I wrote a program that spawns a user chosen number of threads that each crawl the internet in search of some data, you might call it a webcrawler.
The bottleneck of the program should definitely be network capacity since any given thread spends the majority of it's time waiting on network requests:
WebClient client = new WebClient();
string url = "http://averynice.web.api?x=2d2d2&?y=dwdwdw";
string response = client.DownloadString(url)
The problem I am experiencing is that the program will reach it's peak speed (in terms of how many web-pages it has processed) if I make it spawn about 20 threads, that speed being about 1,000 pages per minute.
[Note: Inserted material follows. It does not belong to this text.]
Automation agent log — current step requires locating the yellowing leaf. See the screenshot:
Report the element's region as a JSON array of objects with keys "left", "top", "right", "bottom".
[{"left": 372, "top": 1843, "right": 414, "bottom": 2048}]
Any more threads than that and it's speed becomes correlated negatively to how many threads I add.
On the other hand, if I launch 10 or even 20 separate instances of the program and spawn 20 threads into each, all instances of the program will reach the same top speed resulting in a cumulative speed of 1000 per minute * number of program instances running.
I read here on stackoverflow that:
Both processes and threads are independent sequences of execution. The typical difference is that threads (of the same process) run in a shared memory space, while processes run in separate memory spaces.
So I figure the problem is in the size of the shared memory space, but how do I change that so that I could have a single instance running as many threads as my network capacity will handle?
If the problem isn't shared memory space then what is the limiting factor/bottleneck and how might I work around it?
Thanks in advance for any help or suggestions :).